The extradition hearing of Vijay Mallya continued at Westminster Magistrates Court in London on Friday. Judge Emma Arbuthnot said she would seek further clarification from India on certain documents, but described as “blindingly obvious” the prosecution’s contention about the bank not following its own rules when it came to lending decisions relating to Mallya.
The hearing continued to focus on the admissibility of evidence, following a hearing in January, with the defence barrister Clare Montgomery, attacking the structure of the prosecution’s case, which she said rested on police statements that did not have underlying material, documents with “no evidence of provenance,” and whose relevance one had to judge by inference from 161 witness statements, which rested on “expo facto” analysis that would not meet criteria of admissibility in a UK court.
“There is a mass of evidence but once you break it all out the question is: Is this admissible?

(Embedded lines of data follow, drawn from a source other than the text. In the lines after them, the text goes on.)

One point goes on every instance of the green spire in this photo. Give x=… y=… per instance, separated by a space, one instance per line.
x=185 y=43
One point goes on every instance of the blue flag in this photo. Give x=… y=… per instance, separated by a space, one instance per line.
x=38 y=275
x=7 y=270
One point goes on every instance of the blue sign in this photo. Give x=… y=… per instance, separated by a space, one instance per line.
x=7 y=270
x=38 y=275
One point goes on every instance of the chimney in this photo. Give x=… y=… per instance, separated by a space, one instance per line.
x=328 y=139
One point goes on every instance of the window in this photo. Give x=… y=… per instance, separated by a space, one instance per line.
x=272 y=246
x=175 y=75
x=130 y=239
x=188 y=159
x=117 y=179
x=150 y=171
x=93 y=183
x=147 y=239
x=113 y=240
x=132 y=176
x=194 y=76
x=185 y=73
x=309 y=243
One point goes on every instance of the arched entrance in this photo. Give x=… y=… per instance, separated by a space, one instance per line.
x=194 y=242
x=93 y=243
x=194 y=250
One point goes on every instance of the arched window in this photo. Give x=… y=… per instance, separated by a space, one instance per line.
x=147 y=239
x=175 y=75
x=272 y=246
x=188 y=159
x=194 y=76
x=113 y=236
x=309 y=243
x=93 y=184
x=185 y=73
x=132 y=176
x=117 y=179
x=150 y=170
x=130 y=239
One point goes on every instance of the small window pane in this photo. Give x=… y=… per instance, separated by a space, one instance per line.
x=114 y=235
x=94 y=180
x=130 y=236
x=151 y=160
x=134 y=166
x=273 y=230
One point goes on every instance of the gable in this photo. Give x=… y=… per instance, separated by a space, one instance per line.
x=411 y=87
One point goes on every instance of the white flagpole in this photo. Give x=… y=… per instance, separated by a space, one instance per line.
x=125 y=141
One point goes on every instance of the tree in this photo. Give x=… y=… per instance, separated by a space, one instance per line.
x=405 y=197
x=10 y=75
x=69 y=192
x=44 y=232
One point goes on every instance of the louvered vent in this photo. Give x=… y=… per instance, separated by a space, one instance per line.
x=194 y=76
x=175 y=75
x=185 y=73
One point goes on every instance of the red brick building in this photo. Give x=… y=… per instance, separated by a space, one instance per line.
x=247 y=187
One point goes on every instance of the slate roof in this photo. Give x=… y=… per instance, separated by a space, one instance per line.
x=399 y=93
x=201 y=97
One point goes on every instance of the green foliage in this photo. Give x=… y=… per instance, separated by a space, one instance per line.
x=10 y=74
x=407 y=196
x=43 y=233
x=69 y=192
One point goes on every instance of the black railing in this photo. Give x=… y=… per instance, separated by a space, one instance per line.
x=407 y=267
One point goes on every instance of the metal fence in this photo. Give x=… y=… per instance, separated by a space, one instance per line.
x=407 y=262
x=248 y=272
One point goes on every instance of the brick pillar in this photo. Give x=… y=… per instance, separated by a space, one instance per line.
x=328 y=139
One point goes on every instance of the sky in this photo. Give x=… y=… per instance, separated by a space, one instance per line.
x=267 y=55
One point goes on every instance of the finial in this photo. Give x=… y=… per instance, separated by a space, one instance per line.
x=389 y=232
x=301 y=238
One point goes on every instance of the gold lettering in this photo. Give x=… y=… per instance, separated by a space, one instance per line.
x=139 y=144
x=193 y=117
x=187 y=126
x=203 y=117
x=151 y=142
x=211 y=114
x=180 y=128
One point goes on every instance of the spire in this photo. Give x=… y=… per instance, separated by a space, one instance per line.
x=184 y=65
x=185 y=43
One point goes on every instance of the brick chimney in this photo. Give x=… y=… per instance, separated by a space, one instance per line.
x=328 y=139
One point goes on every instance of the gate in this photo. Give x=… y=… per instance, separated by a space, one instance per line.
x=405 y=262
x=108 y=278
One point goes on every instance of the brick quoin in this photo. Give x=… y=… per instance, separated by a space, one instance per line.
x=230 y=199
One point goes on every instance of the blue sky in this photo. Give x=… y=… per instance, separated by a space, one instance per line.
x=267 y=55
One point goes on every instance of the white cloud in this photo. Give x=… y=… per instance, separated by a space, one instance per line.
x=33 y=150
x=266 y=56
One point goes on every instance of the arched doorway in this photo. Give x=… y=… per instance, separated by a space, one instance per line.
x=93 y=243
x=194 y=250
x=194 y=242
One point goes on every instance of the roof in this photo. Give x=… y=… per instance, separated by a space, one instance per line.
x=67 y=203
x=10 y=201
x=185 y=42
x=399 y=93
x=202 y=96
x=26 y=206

The answer is none of it,” concluded Montgomery.
“It’s like a jigsaw puzzle,” said Judge Emma Arbuthnot of the case, as she said there were “certainly signs” the bank had gone against their own guidelines when it came to sanctioning the loan to Mallya. She, however, sought further details on the origin of documents included in the prosecution’s case. “I will invite the Indian authorities to explain the position with page numbers. If it was a conspiracy involving [Yogesh] Agarwal – Chairman of the bank – it would be useful to have some page numbers,” she told the court. “This is all about detail.”
Accusations that IDBI bent rules to disburse loans to Mallya that he never intended to repay, form part of the prosecution’s case as it attempts to extradite Mallya on the grounds of fraud and money laundering.
The hearing continued on Friday afternoon, as this paper went to print, as the prosecution rejected the defence’s picture of the robustness of its evidence presented to date, including around whether privilege applied to some of the evidence presented.